Eu sou uma pessoa de fazer coisas por amor. Faço-as se não me obrigarem a isso, se não me pedirem, se não me pressionarem. Digo muitas vezes que não há amor sem uma boa dose de generosidade, percebermos o que o outro gosta, sabermos das cores que prefere, das comidas que lhe deixam água na boca, dos livros que lê ou gostaria de ler, da música que ouve. Saber a forma do corpo do outro na hora de lhe comprar uma roupa. Já comprei camisas ao meu amor 1 e umas sandálias e ténis ao meu amor 2. As sandálias eram amarelas e os ténis azuis claros, arrisquei e acertei, isso tornou-me mais feliz porque me deu o sentimento de conhecer outro alguém.

Fazer uma vontade a alguém que gosto traz-me praticamente a mesma felicidade que a fazer a mim mesmo, desde que para o fazer não tenha que rejeitar-me a mim própria. 

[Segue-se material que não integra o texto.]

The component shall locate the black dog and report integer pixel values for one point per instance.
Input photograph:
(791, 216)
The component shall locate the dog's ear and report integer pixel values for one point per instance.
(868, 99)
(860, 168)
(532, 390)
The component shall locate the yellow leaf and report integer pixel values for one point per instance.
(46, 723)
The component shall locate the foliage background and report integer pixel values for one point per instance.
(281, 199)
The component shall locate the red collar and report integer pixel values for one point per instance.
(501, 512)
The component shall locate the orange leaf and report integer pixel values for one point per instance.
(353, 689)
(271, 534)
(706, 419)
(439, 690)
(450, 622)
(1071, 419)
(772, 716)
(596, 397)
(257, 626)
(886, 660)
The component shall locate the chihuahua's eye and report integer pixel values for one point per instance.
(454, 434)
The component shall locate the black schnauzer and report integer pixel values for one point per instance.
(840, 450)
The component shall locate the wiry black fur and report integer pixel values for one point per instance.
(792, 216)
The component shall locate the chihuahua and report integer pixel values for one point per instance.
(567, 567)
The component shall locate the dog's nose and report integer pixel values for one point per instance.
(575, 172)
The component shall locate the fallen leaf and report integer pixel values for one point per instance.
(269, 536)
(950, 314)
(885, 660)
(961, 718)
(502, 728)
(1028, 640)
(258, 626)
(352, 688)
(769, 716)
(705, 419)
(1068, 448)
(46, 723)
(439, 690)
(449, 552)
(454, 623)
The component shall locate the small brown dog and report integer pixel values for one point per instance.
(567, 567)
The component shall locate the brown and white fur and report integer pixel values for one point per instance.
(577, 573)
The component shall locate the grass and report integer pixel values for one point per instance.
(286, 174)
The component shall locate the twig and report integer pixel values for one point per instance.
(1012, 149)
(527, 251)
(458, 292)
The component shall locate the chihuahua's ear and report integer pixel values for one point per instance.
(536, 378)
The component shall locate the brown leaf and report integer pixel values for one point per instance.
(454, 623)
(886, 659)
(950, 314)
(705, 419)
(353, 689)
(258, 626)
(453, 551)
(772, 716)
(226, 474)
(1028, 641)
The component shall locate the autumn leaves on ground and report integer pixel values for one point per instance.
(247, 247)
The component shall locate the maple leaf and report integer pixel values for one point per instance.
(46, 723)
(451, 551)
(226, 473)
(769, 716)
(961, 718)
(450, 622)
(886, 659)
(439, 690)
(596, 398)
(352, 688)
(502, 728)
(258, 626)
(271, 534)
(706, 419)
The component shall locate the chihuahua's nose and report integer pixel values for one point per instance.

Trata-se de ir com alguém que gosto comer caracóis, detesto-os e o cheiro enoja-me, no entanto sou capaz de fazer companhia, se tiver um amor que me obrigue a comê-los, esse amor morre no mesmo instante.

~CC~

domingo, 1 de junho de 2014

Por amor?!


Aparece a moça com trejeitos de cumplicidade a perguntar-nos o que faríamos por amor. Parece uma pergunta séria, não fora anunciar um programa estúpido de TV que é necessário desmascarar, desconstruir. A prova de amor que o parceiro tem que dar em tal programa é fazer uma coisa que detesta. Mas se detesta fazer aquilo ou tem medo como é que nós, que o amamos, podemos pedir-lhe isso? A prova de amor dele(a) é a mais provada prova do nosso desamor. Jamais pediria a alguém que amo que comesse uma coisa que detesta, violentasse os seus receios, pensasse nas antípodas do que pensa. Pior: associar a ideia do amor ao sacrifício e à tortura do outro é meio caminho andado para a ideia ainda corrente de que o amor justifica tudo, inclusive a violação do amor próprio, do respeito por si mesmo. De forma subtil este romantismo associado ao sacrifício é perigoso, creio mesmo que ele estará na base dos 12 anos que as mulheres demoram a deixar os maridos que as agridem.